No início do século passado, a Argentina teve um PIB per capita maior que o do Reino Unido. Quando comparadas com as da Espanha, as riquezas argentinas eram ainda mais viçosas. Somente em 1986, a antiga metrópole conseguiu superar a capacidade de produção de riquezas dos argentinos, que viriam a seguir descendo a ladeira.
A Argentina paga o preço do populismo. Quando Juan Domingo Perón assumiu pela primeira vez a Presidência do país, em 1946, a Argentina tinha um PIB per capita que a colocava no clube dos países ricos. Ele morreu em 1974, no início de seu terceiro mandato, conquistado depois de um lapso de 18 anos fora do poder. O país ficou sob o comando da viúva de Perón e vice-presidente, Maria Estela, coroando uma era de vício no Estado.
O argentino médio passou a preferir um Estado paternalista. Uma vida subsidiada ou, de preferência, totalmente gratuita. Um governo honesto e competente é bem-vindo. Mas, como os benefícios passaram a ser vistos como direitos, quem pensar em mudar as regras enfrentará ruas apinhadas de piqueteros ao som insuportável de metal produzido por panelas. Um primitivismo político recentemente importado pelo Brasil.

Esse foi o preço que Mauricio Macri pagou, ainda no primeiro ano de governo, quando deixou de maquiar o câmbio e de subsidiar a tarifa de energia elétrica.

O bolivarianismo leva à tentação de pintar com suas cores todos os erros políticos e econômicos da América Latina. No entanto, muitos dos vícios que parecem ser bolivarianos são nativos da Argentina, assim como alfajor, tango e Maradona.

Um longa lista de calotes (nove até agora), congelamentos de preços, expropriações e políticas econômicas irresponsáveis faz da Argentina um melancólico caso em que ela mesma, em certo momento da história, foi a “Venezuela” da vez.

Sem, obviamente, os elementos catastróficos que acompanham o regime de Nicolás Maduro, toda vez que a economia da Argentina afundava, a do Brasil era arrastada para o buraco. Fenômeno que ficou conhecido como “efeito Orloff”.
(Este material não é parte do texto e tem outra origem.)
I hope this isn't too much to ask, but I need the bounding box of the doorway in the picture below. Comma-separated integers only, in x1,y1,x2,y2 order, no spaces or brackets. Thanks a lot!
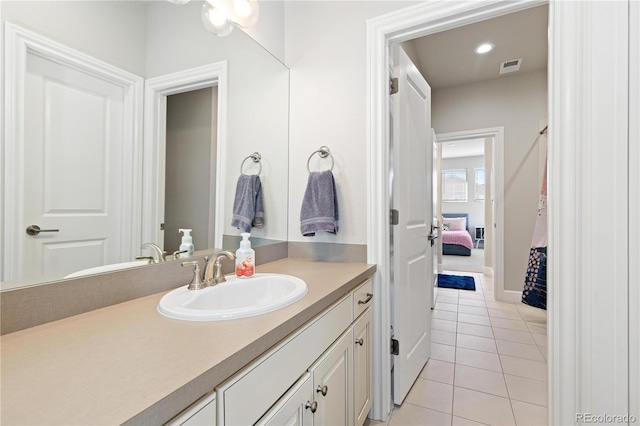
163,86,218,253
142,61,228,249
368,3,543,418
437,138,493,273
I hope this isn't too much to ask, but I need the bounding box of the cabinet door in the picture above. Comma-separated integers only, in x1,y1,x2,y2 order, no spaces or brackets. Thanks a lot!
256,373,316,426
353,309,372,425
309,328,353,426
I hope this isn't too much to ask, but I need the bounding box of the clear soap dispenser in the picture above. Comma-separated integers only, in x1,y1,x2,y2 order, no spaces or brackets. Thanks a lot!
178,229,193,257
236,232,256,278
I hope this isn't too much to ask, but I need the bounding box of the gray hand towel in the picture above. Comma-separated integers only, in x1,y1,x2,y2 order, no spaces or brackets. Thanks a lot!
231,174,264,232
300,170,338,237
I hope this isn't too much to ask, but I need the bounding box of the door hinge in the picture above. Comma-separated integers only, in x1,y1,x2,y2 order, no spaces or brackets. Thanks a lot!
391,339,400,355
389,209,400,225
389,78,398,95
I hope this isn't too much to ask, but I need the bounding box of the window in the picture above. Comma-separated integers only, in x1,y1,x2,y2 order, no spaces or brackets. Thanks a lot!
473,169,485,201
442,169,467,202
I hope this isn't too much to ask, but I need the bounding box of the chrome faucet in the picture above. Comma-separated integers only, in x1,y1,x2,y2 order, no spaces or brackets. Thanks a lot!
203,250,236,286
136,243,167,263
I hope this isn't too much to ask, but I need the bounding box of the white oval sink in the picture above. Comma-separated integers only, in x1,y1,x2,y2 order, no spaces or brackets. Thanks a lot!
158,274,307,321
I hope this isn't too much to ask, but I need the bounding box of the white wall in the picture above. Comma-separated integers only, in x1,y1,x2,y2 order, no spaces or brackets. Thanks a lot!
242,0,284,63
285,1,415,244
0,0,146,76
442,156,485,243
432,71,547,291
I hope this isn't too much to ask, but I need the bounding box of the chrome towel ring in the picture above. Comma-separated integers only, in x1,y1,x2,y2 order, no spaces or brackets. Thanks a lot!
240,152,262,175
307,146,335,173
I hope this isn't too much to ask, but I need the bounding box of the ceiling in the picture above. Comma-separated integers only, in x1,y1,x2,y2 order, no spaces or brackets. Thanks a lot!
407,5,549,89
440,138,484,158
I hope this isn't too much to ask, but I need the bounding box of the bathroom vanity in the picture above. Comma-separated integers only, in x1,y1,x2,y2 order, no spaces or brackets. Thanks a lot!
0,259,375,425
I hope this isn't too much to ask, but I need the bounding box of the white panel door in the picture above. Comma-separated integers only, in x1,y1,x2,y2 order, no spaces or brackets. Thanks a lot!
392,47,433,405
22,53,129,278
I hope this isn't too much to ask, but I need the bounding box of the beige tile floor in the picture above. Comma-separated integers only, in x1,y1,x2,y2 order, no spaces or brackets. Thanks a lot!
370,271,547,426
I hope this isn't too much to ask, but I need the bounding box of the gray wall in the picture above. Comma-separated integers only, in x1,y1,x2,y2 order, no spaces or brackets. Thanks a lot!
432,71,547,291
164,87,218,253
Voltando ao pavor da venezuelização, Néstor Kirchner e sua viúva Cristina tiveram tempo hábil suficiente para mimetizar o país nos moldes da Venezuela de Chávez. O ditador fanfarrão estava vivo e fazia jorrar apoio e dinheiro para a Argentina. Mas nem assim nossos vizinhos do sul replicaram o caos do vizinho do norte.

A Venezuela é um caso singular. Para chegar aonde chegou, Chávez cumpriu um montão de etapas, que passaram pela transformação das Forças Armadas em um cartel de drogas, pela destruição completa do setor produtivo local e pelo massacre da economia até atingir a total criminalização do Estado.

Isso é mais complexo, sofisticado e profundo que o populismo endêmico da Argentina. Nem Brasil nem Argentina são imunes à devastação promovida por governos incompetentes. Dilma Rousseff serve para nos lembrar. Mas nem mesmo a maior crise econômica do século nos fez sequer passar perto do que é a Venezuela sob o chavismo.

A Argentina vai sair bem dessa. E tudo ficará bem até a próxima crise.